Anthony Suau (born 1956 Peoria, Illinois), is an American award-winning photojournalist.
Contents |
He worked for the Chicago Sun Times, and Denver Post.[1]
He was a contract photographer for Time from 1991 to 2009, and has published several books, including 'Beyond the Fall', a 10-year photography project portraying the transition of the Eastern bloc starting from the fall of the Berlin wall,[2] and Fear This, about the war of images and slogans being played out at home while America is at war in Iraq.
His work has appeared in National Geographic magazine, Paris Match, Stern, The New York Times Magazine, the London Sunday Times Magazine, LIFE, and many publications throughout the world.[3]
In 2009 he co-founded the non-profit collective "Facing Change: Documenting America", (facingchange.org) with a group of social minded photographers and writers to document the issues facing the United States during a time of economic uncertainty.

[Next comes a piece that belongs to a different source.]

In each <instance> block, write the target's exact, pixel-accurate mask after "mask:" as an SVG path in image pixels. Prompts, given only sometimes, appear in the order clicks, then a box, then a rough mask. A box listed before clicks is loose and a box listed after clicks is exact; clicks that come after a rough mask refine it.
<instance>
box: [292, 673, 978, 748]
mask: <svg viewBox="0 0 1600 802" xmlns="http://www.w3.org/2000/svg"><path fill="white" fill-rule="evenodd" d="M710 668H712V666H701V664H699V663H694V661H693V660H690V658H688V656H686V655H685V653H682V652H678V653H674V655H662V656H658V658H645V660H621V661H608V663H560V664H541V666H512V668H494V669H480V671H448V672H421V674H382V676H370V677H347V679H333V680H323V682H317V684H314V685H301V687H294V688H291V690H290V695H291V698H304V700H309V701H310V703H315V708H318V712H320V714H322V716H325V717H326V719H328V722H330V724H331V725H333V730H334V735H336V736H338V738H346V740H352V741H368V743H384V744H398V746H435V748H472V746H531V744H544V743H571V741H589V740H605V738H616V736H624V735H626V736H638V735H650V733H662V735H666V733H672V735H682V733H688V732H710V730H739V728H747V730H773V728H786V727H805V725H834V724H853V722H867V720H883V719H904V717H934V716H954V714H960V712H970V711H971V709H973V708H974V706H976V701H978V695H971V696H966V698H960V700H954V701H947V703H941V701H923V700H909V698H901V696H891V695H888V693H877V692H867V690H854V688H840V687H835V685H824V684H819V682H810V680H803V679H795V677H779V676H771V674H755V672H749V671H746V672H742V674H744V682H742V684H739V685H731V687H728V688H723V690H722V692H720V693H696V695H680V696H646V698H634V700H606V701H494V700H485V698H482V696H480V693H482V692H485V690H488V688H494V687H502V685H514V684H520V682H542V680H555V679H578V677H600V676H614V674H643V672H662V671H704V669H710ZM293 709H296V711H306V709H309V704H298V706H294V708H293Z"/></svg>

He is currently based in New York.[4]
He won a Pulitzer Prize for Feature Photography in 1984 for his photographs of the famine in Ethiopia, the World Press Photo of the Year in 1987, for a photo taken during a demonstration in South Korea, the Robert Capa Gold Medal in 1995 for his photos from Chechnya, and a second World Press Photo of the Year in 2008, for a photograph taken in Cleveland, Ohio depicting an officer securing a home under foreclosure at gun-point.[5] In 2008, he was given the Infinity Award for Photojournalism by the International Center of Photography. In 2010 he was awarded an Emmy for a web-doc based on his images taken during the fall of the Berlin Wall in November 1989.